There are two schools of thought developing in Germany over their World Cup exit. The first is that this failure is merely the symptom of a long-term sickness in German football, an inability to produce the right sort of players, the right variety of players. This was the line taken by Flick when he pointed out that Spain and England were years ahead of Germany in terms of youth development. “The problems we have had at the World Cup are not only at this World Cup,” agreed the team manager Oliver Bierhoff, who may be the first casualty of this debacle. “It has been happening for the last three years.”

A lot is made of Germany’s wealth of talent, a first XI that could stand comparison with any team on the planet. And yet a little interrogation is demanded here. Antonio Rüdiger aside, who is Germany’s next world-class defender? Is the 29-year-old Niclas Füllkrug really the answer up front? How, in a 26-man squad, did Germany end up in a situation where Kimmich had to return to right-back, leaving them with only two holding midfielders? “Do we really have as many good players as we think?” Thomas Hitzlsperger asked on German television. “I wouldn’t be so sure about that.”

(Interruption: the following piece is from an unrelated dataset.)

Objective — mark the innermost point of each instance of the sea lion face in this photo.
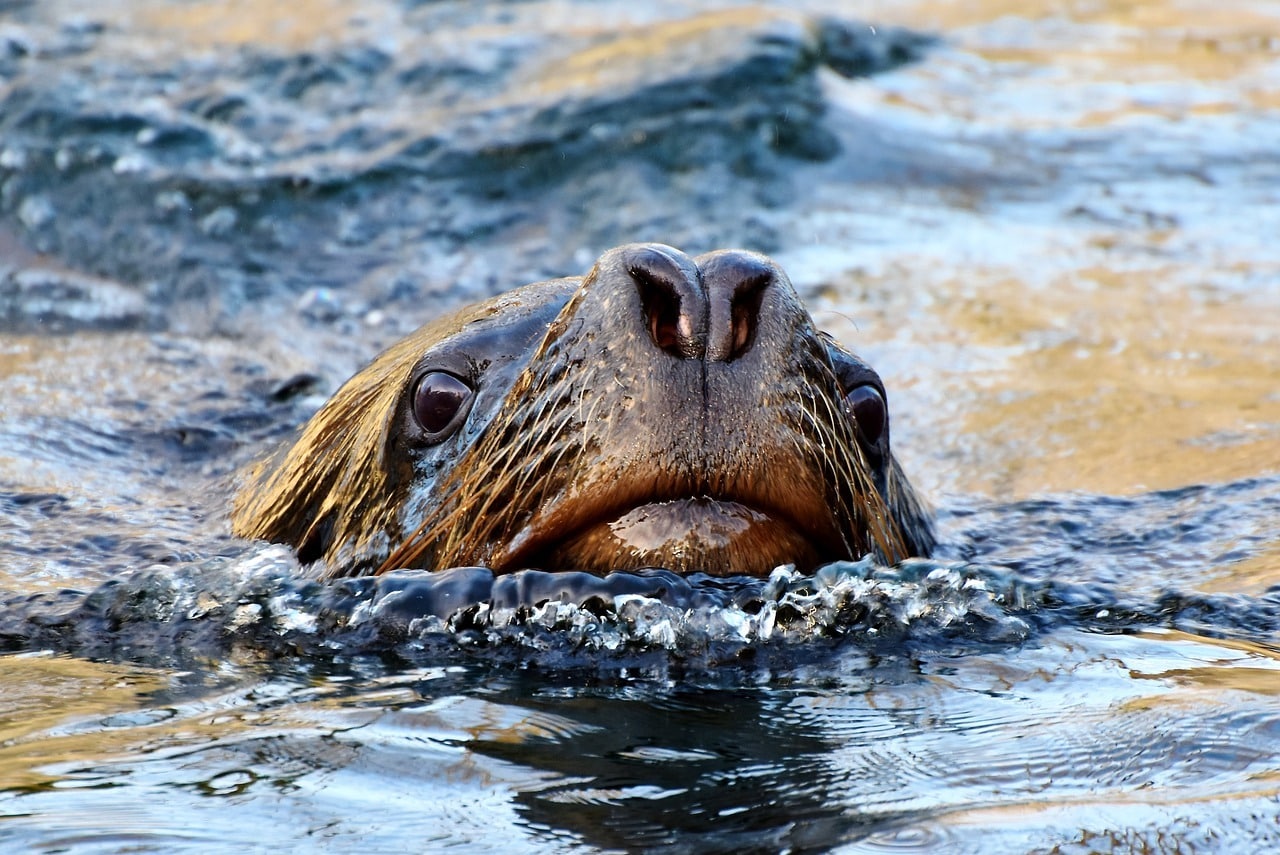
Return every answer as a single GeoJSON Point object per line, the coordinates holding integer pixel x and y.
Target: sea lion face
{"type": "Point", "coordinates": [663, 411]}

The other school of thought is that very specific things went wrong in Qatar that will not require years of surgery to fix. There remains a suspicion that Flick, in trying to implement his intense, integrated, high-pressing style on the national team, is essentially trying to recreate Bayern Munich on an impossible deadline. Preparation has been minimal; the relationships simply have not had time to develop. Gündogan hinted at this when he said Germany were “not able to perform as a team”.

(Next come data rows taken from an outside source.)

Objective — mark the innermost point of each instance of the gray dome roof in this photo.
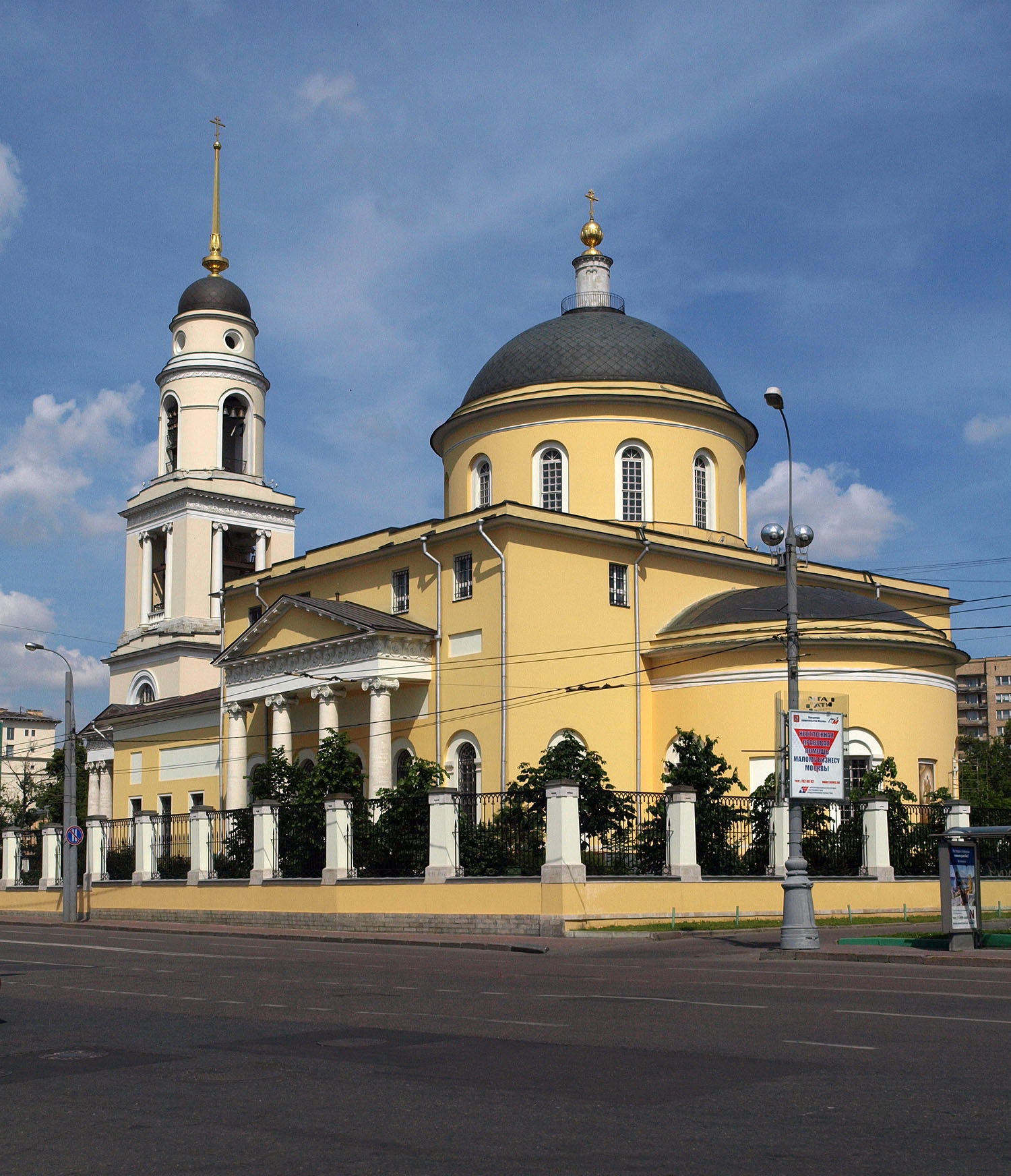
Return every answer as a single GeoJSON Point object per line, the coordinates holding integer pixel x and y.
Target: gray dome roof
{"type": "Point", "coordinates": [590, 345]}
{"type": "Point", "coordinates": [213, 293]}
{"type": "Point", "coordinates": [743, 606]}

So really there are two ways Germany can go from here. There is a European Championship on home soil in barely 18 months. Germany will again be among the favourites and most of the current side – Flick included – are keen to continue. So do you rip things up and start again with a new coach, a more pragmatic style, a departure from principles? Or do you keep the faith in a process that has now produced three straight tournament failures? There are no easy answers. Whatever it does, German football is about to embark on a monumental gamble.